(TRENTON) – Legislation Assembly members John Wisniewski, L. Grace Spencer, Jack Conners, Bonnie Watson Coleman and Annette Quijano sponsored to encourage banking institutions to open branches in underserved communities was approved recently by the Assembly.
“Even with today’s focus on savings and sound personal financial management, many residents live in areas with no community bank and no access to professional financial advice,” said Wisniewski (D-Middlesex). “Encouraging banks to open the doors to financial security in traditionally underserved areas is key to giving more residents the tools they need to properly plan for their futures.”

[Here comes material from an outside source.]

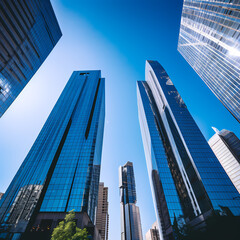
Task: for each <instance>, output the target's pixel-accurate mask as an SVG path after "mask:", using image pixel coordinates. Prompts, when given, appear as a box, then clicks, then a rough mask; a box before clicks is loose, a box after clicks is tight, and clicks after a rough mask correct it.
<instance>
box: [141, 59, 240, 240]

“Residents whose only choices in banking are either branches located far from their homes or a corner check-cashing store really have no choices at all,” said Spencer (D-Essex). “Promoting sound financial practices requires people to have a neighborhood bank they can trust.”
“This is a step toward stronger communities,” said Watson Coleman (D-Mercer). “Encouraging financial institutions to locate new branches in underserved communities can only help bring about positive changes that benefit everyone.”
“Access to financial security should be open to all New Jerseyans,” said Conners (D-Burlington/Camden). “This is a step toward making this smart policy a reality.”
“This is a bill that can benefit all New Jerseyans and businesses,” said Quijano (D-Union). “Encouraging business competition is always a good thing, especially in underserved areas of our state.”
This measure (A-1458) would create a Banking Development District Program within the state Department of Banking and Insurance to help licensed financial institutions locate new branches in underserved communities. To encourage banks to take part in the program, the bill would allow the state Treasurer to deposit public funds in a participating financial institution.
The governing body of a municipality in which a banking development district has been created also would have the option of using the bank as a depository. The legislation mirrors a similar program in New York State.
The bill was approved 75-3 and now goes to the Senate for more consideration.